For sequence tagging, we adopted both TAGGER and NeuroNLP2. For a detailed explanation on how to use these tools, please refer to the TAGGER or NeuroNLP2 repository.
To build the Portuguese version of the Persuasive Essays, we used the CoNLL-formatted version of the dataset, from this repo. assuming the following file structure:
├── DATASET_ROOT_DIR
│ ├── en_pe # Persuasive Essays ConLL-formatted
│ │ ├── train.dat
│ │ ├── dev.dat
│ │ ├── test.dat
To start building the dataset, create free-text files for each train/dev/test file.
python src/convert_to_free_text.py data/auxiliary/train/train_ft.txt data/en_pe/train.dat
python src/convert_to_free_text.py data/auxiliary/dev/dev_ft.txt data/en_pe/dev.dat
python src/convert_to_free_text.py data/auxiliary/test/test_ft.txt data/en_pe/test.dat
These scripts create the "auxiliary" folder in the root folder to store further auxiliary files for the construction of the dataset.
Next, translate the free-text files.
python src/translator.py data/auxiliary/train/train_ft.txt --src_lang en --trg_lang pt
python src/translator.py data/auxiliary/dev/dev_ft.txt --src_lang en --trg_lang pt
python src/translator.py data/auxiliary/test/test_ft.txt --src_lang en --trg_lang pt
You will end up with a file with parallel data seperated by the "|||" sequence, sentences split by a break line and paragraph split by an empty line.
Next, generate alignment files for the previously created files with translations.
python src/align.py data/auxiliary/train/train_ft_translated.txt
python src/align.py data/auxiliary/dev/dev_ft_translated.txt
python src/align.py data/auxiliary/test/test_ft_translated.txt
The generated file follows the structure from the translation file, but instead of parallel data has per-token index pairs.
Finally, project the annotations.
python src/project_annotations.py data/en_pe/train.dat data/auxiliary/train/train_ft_translated.txt data/auxiliary/train/train_ft_translated_alignment.txt --output_dir data/pt_pe
python src/project_annotations.py data/en_pe/dev.dat data/auxiliary/dev/dev_ft_translated.txt data/auxiliary/dev/dev_ft_translated_alignment.txt --output_dir data/pt_pe
python src/project_annotations.py data/en_pe/test.dat data/auxiliary/test/test_ft_translated.txt data/auxiliary/test/test_ft_translated_alignment.txt --output_dir data/pt_pe
These scripts create the "pt_pe" folder to store the Portuguese version of the dataset.
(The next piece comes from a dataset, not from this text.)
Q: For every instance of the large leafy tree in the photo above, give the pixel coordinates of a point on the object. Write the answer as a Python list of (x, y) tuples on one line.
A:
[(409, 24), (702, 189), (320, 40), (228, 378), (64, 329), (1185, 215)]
We performed both intrinsic and extrinsic evaluation of the corpus.
To replicate the results in the paper for intrinsic evaluation, run:
python src/eval_en_from_pt.py data/en_pe/ data/en_from_pt_pe_pad/
Alternatively, you can run the same evaluation per split using the --split tag, and with or without padding with --with_pad.
There are two licenses for this project:
- The first one applies to all files except for the data folder;
- The other license applies to the data folder. This folder contains both the translated, aligned, and projected Portuguese files from the original PE English corpus. The license can be found here.